ADIB has also selected IBM Cloud Pak for Automation to drive a new wave of productivity. The new solution enables ADIB to better manage and automate data-intensive processes and reduce manual document processing, enabling employees to focus on higher value work and serving their customers better. Today, ADIB relies on IBM Cloud Pak for Automation to facilitate and automate over 20 processes such as customer onboarding and loan origination.

“Providing an exceptional customer experience is the top priority at ADIB and core to our digital transformation strategy,” said Mamoun T. Alhomssey, chief information officer, ADIB. “As we continuously look to modernise our operations, we needed a hybrid cloud solutions that enable faster and more secure digitisation, with little to no compromise on the level of security and that will further equip ADIB to integrate and launch new customer capabilities quick enough to remain competitive. As result, we opted for IBM Cloud Pak for Integration and IBM Cloud Pak for Automation.”
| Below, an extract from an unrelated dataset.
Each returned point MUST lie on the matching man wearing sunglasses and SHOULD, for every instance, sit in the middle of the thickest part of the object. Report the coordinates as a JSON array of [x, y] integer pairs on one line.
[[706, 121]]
The hybrid cloud model’s growing prominence stems from its agile architecture, which allows businesses to manage multiple clouds designated to meet current and incremental business requirements, data, and workloads in a secured and governed manner. A hybrid cloud landscape may include the combination of one or more on-premise infrastructures, internally managed or outsourced private clouds, public clouds from multiple providers, and even the infrastructure for legacy and most modern IoT and Edge systems—all running simultaneously to fuel the digitisation needs of the enterprise.
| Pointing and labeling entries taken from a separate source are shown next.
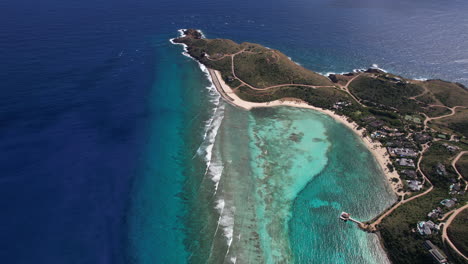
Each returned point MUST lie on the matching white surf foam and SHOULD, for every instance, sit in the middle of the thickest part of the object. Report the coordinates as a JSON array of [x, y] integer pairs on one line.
[[421, 79], [294, 61], [214, 168], [376, 66]]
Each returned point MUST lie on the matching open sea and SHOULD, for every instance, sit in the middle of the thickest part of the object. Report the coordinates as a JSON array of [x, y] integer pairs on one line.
[[115, 147]]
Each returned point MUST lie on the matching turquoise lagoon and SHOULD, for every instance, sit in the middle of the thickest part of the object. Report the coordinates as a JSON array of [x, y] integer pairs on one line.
[[281, 177], [225, 185]]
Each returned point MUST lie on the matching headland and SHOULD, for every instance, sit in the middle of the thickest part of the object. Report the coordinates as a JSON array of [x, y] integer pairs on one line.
[[414, 128]]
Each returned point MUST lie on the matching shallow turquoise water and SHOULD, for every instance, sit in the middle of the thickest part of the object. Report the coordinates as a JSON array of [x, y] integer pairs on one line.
[[264, 186], [285, 175]]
The IBM study conducted by IDC highlights the evolution of a hybrid cloud ecosystem in which organisations would choose a deployment option (private cloud, public cloud, or on-premise) depending upon the value of that deployment option. Vendors that offer flexibility to seamlessly operate across multiple clouds will have an edge over others,” said Harish Dunakhe, IDC’s research director for Software and Cloud in the Middle East, Turkey and Africa. “It is clear that there is strong awareness of the benefits that organisations can leverage from hybrid cloud. As the awareness grows, we expect enterprises to encourage adoption across their organisations to fully benefit from hybrid cloud programs.”